I want to start from the second proposition – having nothing to do. Or is “having nothing better to do” more accurate, since maybe there is always also some value judgement involved? I think it is.
Because in reality there is always some small thing worth the effort of bothering with. Nothing dramatic, a necessity really, like clearing the throat before speaking, it is often as dull as that, and close to boredom the like of crossing a territory as vast as the pampas where we have been these last weeks and months, the dust being blown everywhere and making our throats dry, and a lassitude and an irritation around the edges of the eyes.

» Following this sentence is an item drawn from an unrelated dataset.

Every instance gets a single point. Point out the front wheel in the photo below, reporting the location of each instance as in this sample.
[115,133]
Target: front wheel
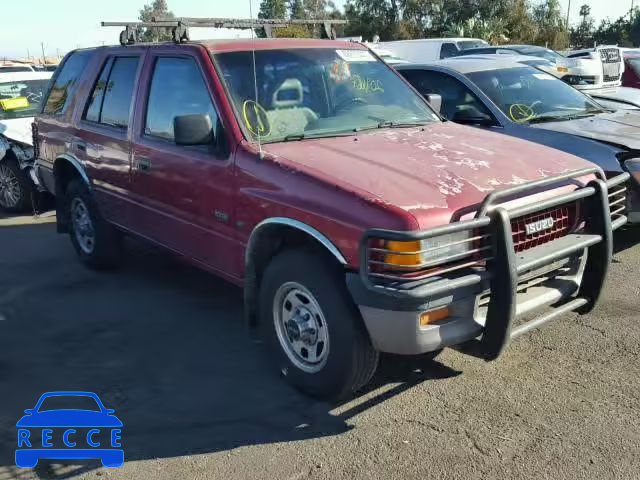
[312,327]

With an endless flatness underfoot, and a receding horizon in which the mountains in the distance never appear to be getting any closer. What am I trying to say? That the words always fail in our inevitable one-way movement from the transparent to the opaque, but it is better than irony, and please don’t underestimate the beauty or power of a creative system, the aesthetic.
Like during a visit to Leicester in 1968. It is before the coming of the city centre underpasses, bypass, and expressways, since I am (or was then) just too young for Paris, and for the revolution apparently breaking out there. Or for the lure of the East and Istanbul, which of course you and I only reached for the first time a few months after we began writing here five years ago. And growing up fast, but in 1968 still in the last moments of my boy-life and having nothing better to do in the city, and I am making the long walk along the pavements, and through the market where the Asian newcomers throng, and finding my own way to where I want to get to.
To the Comic Kiosk: (1) where words and pictures are exchanged (some of them inevitably for money), (2) ‘under an object that acts as a shadow, or shade-maker’ (sometimes it is very much worth looking into the source of words; kiosk – in Persian kušk), and (3) where the comic is harvested, amassed and collected at a face value that is better than the merely ironic.
In row upon row without end. For example, here is one from off the stack, a recent favourite of mine from the cover of Zombie Economics (“a chilling tale” (2010)) by John Quiggin:
In other words, and in case you have not realised yet, I am articulating an object within a philosophy of political action.